The DVLA record says that it has a 3 litre diesel engine, and the standard 3 litre diesel for the 300C is a V6 unit.
These cars are generally for use in the chauffeur driven limousine business.

Monday, 15 January 2018

Maserati A6GCM

I photographed this car in the pit garage at the HGPCA,s International Historic Grand Prix meeting at Donington Park in May 2004 where it took part in the HGPCA Race for Pre-1961 Grand Prix Cars.
It's David Bennett's 1953/4 Straight-six 2,493cc Maserati A6GCM. The car is finished in the Siamese colours of Prince Bira who competed in a Maserati A6GCM in the 1954 season, and if it is that car it's chassis #2044.
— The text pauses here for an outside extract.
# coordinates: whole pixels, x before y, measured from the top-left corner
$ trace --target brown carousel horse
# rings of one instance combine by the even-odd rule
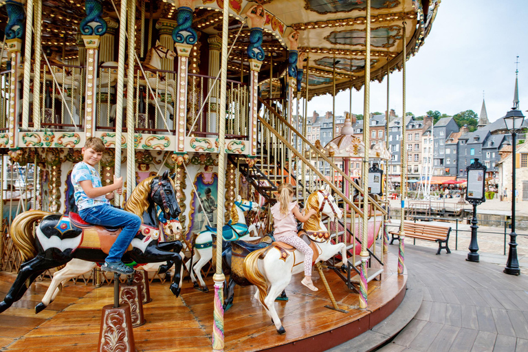
[[[181,212],[168,171],[140,182],[126,201],[124,210],[142,217],[144,224],[122,260],[136,263],[172,261],[176,270],[170,289],[177,296],[181,289],[182,256],[179,253],[182,245],[179,241],[158,243],[157,205],[166,219],[175,219]],[[25,261],[9,292],[0,302],[0,313],[21,298],[31,283],[48,269],[63,265],[74,258],[104,261],[121,229],[94,226],[85,223],[74,213],[69,215],[31,210],[14,218],[10,234]],[[169,252],[171,249],[174,252]]]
On 8 September 2015 I showed photographs of this car at Oulton Park in 2006.

Sunday, 14 January 2018

Alfa Romeo 8C Monza

This was one of the competitors in the Maserati UK Race for Pre 1952 Grand Prix Cars at the Coys International Historic Festival meeting at Silverstone in July 2000.
It's Peter Neumark's 1932 Alfa Romeo 8C Monza, originally built with a 2.3 litre supercharged straight-eight engine, but the programme of the event says that this car has the later 2.6 litre unit that was fitted to the cars from 1933. The car is painted in the French blue racing colours, but I don't know if it's the blue Alfa Romeo 8C driven by French driver Louis Chiron in the 1933 racing season. The car was given the 'Monza' name after its victory in the 10 hour long 1931 Italian Grand Prix at the Monza circuit co-driven by Giuseppe Campari and Tazio Nuvolari.

Saturday, 13 January 2018

Alfa Romeo

These two Alfa Romeos competed in the Saloon/Sports Car Challenge race at the HSCC's Summer Race Meeting at Oulton Park in July 1995.
This car's not listed in the programme of the event, but it's an Alfa Romeo Giulietta Sprint from the late 1950s or early 1960s. These cars were produced from 1954 to 1965 and had a 1.3 litre twin-cam straight-4 engine.
This is the 1965 Alfa Romeo Giulia of Paul Wallis. The Giulia was produced from 1962 to 1978 with either a 1.3 litre or 1.6 litre straight-4 engine, although the programme gives the engine capacity of this car as 2,000cc.

Friday, 12 January 2018

Friday's Ferrari

This is one of the cars taking part in the Ferrari F1 demonstration runs at the VSCC's SeeRed meeting at Donington Park in September 2005.
It's the 1994 Ferrari 412T1 of Roland Hachler, seen here in the pit lane during a warm-up practice session. The Ferrari 412T1 was driven in the 1994 season by Jean Alesi and Gerhard Berger, and for two races by Nicola Larini replacing the injured Jean Alesi. It has a 3½ litre V12 engine, and this car is chassis #149.

Thursday, 11 January 2018

Lotus 19

I took these photographs at Aintree on practice day for the Aintree 200 meeting in April 1961.
It's a 1960 Lotus 19, called the Monte Carlo as a nod to its perceived close rival the Cooper T49 Monaco. The car was one of a pair entered for the sports car race at this meeting by the UDT Laystall Racing team, to be driven by Stirling Moss and Henry Taylor, and this one is Henry Taylor's car. Both cars were powered by the 2½ litre Coventry Climax FPF engine.
The UDT Laystall team was originally formed as the British Racing Partnership in 1957 by Stirling Moss's father Alfred and his former manager Ken Gregory to run cars for Stirling Moss, outside his other racing commitments, and other up-and-coming drivers. In a sponsorship deal the team was renamed Yeoman Credit Racing for the 1960 season and then UDT Laystall Racing for the next two seasons.